We have Chosen to Feel.

An open letter to the ones who aren’t afraid to feel:

“Why,” my friend asks a few hours later, “do you listen to such sad music all of the time?” It’s a rainy, grey day.

I respond, “To feel something.”

Earlier, I lay on my bed with my door locked, listening to slow and simple acoustic pieces, silently gasping for air. Holding my body in the fetal position, I feel like I am swimming in a sea of pain, and feel my roots shoot and expand from beneath me. I discover depths I don’t know exist.

I think of the moment my father tells me, “There are songs that evoke deep emotion, that bring to the surface subconscious feelings that deal with life, basic needs, and our very mortality.” He strums the very chords of the song he describes—“Old Man” by Neil Young—and I tear up while he sings, never having seen something so beautiful in my life.

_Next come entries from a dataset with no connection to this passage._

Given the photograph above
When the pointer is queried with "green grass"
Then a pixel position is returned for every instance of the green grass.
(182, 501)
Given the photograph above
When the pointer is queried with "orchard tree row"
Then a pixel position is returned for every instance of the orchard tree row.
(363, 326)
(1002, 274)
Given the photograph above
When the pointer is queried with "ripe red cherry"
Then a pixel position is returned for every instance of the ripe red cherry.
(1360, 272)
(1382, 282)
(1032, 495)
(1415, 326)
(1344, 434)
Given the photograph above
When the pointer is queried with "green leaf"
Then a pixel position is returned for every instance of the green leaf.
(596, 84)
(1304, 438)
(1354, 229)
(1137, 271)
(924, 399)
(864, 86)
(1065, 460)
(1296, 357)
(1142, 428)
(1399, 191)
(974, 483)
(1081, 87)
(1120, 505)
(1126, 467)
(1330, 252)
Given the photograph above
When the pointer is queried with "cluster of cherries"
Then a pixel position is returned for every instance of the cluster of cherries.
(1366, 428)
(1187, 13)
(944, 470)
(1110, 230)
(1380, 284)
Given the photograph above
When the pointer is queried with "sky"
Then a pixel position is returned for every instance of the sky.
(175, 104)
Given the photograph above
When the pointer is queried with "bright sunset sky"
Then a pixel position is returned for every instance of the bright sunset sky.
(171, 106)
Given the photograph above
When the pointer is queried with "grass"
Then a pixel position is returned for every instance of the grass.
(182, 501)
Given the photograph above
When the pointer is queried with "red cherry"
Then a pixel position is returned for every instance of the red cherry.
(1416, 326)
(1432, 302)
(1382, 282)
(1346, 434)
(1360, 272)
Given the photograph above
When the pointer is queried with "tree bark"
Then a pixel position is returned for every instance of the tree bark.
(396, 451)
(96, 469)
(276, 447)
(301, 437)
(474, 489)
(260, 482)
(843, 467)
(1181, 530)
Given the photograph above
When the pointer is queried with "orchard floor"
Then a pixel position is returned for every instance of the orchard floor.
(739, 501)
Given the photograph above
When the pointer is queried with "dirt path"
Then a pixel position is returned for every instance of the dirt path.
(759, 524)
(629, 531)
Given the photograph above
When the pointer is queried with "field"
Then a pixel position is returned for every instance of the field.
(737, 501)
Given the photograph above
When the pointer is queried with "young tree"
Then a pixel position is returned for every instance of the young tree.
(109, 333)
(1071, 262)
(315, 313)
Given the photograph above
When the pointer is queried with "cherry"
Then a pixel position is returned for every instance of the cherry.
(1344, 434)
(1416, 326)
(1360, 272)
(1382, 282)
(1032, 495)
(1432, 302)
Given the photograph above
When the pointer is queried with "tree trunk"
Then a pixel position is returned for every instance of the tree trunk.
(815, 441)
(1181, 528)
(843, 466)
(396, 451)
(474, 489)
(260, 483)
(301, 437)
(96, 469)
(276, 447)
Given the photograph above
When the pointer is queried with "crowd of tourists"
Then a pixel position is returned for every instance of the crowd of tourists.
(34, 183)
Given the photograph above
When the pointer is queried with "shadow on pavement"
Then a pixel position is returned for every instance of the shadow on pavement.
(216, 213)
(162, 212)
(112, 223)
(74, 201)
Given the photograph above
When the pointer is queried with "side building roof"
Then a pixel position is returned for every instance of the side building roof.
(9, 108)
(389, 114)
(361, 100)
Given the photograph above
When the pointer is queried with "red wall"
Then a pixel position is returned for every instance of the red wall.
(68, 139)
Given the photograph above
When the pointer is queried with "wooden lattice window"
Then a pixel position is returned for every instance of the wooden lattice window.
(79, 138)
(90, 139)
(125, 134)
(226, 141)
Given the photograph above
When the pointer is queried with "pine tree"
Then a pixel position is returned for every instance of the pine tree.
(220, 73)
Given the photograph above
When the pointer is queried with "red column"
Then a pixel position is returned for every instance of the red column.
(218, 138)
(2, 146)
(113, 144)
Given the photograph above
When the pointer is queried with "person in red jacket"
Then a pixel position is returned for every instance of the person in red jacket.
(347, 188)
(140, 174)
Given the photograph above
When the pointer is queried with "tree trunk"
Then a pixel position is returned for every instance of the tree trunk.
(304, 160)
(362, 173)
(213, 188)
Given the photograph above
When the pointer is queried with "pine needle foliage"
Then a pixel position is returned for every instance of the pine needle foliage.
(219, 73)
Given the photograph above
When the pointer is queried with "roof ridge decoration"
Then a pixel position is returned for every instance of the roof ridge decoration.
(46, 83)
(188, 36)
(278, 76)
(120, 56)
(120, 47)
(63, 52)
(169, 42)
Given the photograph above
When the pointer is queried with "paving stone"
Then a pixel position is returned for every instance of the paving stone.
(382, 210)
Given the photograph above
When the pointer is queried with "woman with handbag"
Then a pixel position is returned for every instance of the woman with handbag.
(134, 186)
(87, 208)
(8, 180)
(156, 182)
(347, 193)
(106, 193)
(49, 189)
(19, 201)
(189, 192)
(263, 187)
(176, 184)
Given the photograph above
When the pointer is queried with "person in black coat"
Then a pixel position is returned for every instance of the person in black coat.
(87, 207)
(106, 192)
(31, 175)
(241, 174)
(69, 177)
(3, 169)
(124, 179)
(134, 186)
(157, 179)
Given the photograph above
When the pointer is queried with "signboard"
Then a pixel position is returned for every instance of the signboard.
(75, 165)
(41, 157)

Is it possible that we can only dig so deep in luminous melodies and sunny meadows?

Do we feel more human in the spaces where it isn’t always yellow, orange, and red?

I notice that I feel cozy in the shadows, and I feel it’s opposite, too: broken open, exposed to vastness.

There is magic in this unraveling of overwhelming feeling. It is profound, because it feels as though it holds the gravity of existence.

On rainy days like this, I open my windows, smell Earth, and listen to Neil Young. The sky cries down in its nutritious droplets, and while many complain of glum weather, I imagine pressing my cheek to the damp blades of nourished greenery and crying with her, imagining if a world could possibly exist without the humblest, kindest soul I’ve encountered, plucking guitar strings and singing me to sleep.

And it reminds me of how transient this all is, the insignificance of my daily frustrations, traffic. I feel my father’s warmth, and soon I am back in his arms, being carried in the wake of the ocean—drifting, light, calm.

I bring myself back to the smell of damp bark at camp, where I made lifelong friendships that distance proved too hard to maintain. I smile through these tears, for I have smelled the smells that pull at the heartstrings that induce this unraveling.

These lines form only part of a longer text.